A Tale of Two Mothers.
Mother A:
Her hair has been dyed blonde. The roots are showing , particularly as it has been gelled back and put up in a hair claw. Her face was pretty, once. Now, her freckles are incongruous with the silver eyeshadow over her resentful brown eyes. Her chubby face has relaxed into a permanent disappointed pout. Her nails, long and acrylic, are painted sky blue. Her little blonde girl is obviously eager to talk. She says “Hihihi” to people around her, but her mother never speaks to her, and in fact, even taps her child on the chest a couple of times when the child vocalizes, to discourage her. Taps, but never touches. The nails preclude actual contact. The mother is hooked into earphones blasting death metal at a volume that I, sitting four feet away, can hear clearly. Her vacant eyes track the scenery as her drooping lips mouth lyrics like a zombie half-mawing the leg of a victim. Never once, that I see, does she engage with her child.
Mother B:
Her hair has never seen dye. Rich and ginger, it is merely a part of her body; nothing special. Her face is not beautiful by any cultural standard I know of. But she observes everything around her watchfully, analytically, and her brown eyes are beautifully thoughtful, if guarded. Her nails are short and unkempt. Her baby is only thirty-four days old, and she strokes him as she watches the world, and sees what he sees. He is always within the confines of her arms, or touching her, somehow. She carries him with her, against or on her body, when she moves from place to place.

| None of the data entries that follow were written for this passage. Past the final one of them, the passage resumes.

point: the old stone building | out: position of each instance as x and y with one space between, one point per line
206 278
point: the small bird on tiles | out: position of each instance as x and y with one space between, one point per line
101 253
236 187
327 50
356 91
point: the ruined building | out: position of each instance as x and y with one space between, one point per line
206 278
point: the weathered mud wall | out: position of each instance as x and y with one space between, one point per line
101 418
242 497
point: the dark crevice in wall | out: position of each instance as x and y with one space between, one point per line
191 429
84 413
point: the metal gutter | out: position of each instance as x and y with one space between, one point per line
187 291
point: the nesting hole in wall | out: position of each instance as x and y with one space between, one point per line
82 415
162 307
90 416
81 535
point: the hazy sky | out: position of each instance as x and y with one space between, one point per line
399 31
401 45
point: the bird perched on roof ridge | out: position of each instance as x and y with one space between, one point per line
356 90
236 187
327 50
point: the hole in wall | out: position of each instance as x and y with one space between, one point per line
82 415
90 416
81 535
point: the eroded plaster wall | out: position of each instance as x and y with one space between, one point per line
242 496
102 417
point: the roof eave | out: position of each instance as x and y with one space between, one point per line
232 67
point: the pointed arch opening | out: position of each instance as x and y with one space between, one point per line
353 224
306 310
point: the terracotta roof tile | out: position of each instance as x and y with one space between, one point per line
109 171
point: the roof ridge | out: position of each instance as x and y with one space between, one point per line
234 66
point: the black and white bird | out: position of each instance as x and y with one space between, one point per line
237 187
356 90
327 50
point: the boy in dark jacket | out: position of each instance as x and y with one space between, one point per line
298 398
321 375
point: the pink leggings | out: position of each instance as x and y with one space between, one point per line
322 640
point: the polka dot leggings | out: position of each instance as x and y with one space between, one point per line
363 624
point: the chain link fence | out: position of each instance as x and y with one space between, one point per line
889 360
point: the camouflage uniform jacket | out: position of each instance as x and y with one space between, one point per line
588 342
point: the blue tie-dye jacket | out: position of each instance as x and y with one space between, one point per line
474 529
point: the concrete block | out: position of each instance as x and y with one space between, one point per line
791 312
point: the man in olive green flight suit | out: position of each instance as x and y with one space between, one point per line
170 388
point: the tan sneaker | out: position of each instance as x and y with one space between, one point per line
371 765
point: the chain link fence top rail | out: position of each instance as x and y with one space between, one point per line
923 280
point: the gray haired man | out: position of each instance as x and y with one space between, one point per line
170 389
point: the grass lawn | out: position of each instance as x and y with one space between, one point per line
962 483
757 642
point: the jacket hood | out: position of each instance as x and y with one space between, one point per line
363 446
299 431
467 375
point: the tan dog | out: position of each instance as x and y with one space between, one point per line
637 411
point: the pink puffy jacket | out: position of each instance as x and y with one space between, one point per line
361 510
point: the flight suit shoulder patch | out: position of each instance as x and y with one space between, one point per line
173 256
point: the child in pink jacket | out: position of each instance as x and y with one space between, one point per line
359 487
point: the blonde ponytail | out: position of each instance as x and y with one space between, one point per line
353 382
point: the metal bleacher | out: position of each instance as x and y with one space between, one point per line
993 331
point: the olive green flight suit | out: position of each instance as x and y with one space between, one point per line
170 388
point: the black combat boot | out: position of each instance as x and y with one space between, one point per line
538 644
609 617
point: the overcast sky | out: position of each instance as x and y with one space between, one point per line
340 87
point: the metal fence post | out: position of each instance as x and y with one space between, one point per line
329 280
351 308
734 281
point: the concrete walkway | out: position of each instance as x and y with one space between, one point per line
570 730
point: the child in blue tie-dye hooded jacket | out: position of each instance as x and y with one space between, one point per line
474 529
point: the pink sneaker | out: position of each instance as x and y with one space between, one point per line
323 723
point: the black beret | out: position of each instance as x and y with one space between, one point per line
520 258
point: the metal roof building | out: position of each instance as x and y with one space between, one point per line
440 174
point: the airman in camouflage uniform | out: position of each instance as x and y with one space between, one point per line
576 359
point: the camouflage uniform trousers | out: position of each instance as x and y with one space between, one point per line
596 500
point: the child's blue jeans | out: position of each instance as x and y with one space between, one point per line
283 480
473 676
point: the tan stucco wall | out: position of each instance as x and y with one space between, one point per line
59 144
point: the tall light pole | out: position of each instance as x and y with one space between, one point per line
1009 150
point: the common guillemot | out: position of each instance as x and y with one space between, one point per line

They rest in a place where she makes sure her baby can see everything, and she can see everything, but where they are both safe. Occasionally she turns to him, to make sure he wants for nothing.
Mother A is a woman Em and I saw on the bus yesterday. Mother B is an orangutan in the Toronto Zoo.
I bet I can be a better mother than Mother A, a member of my own species.. But Mother B? I don’t know. That was some pretty good mothering.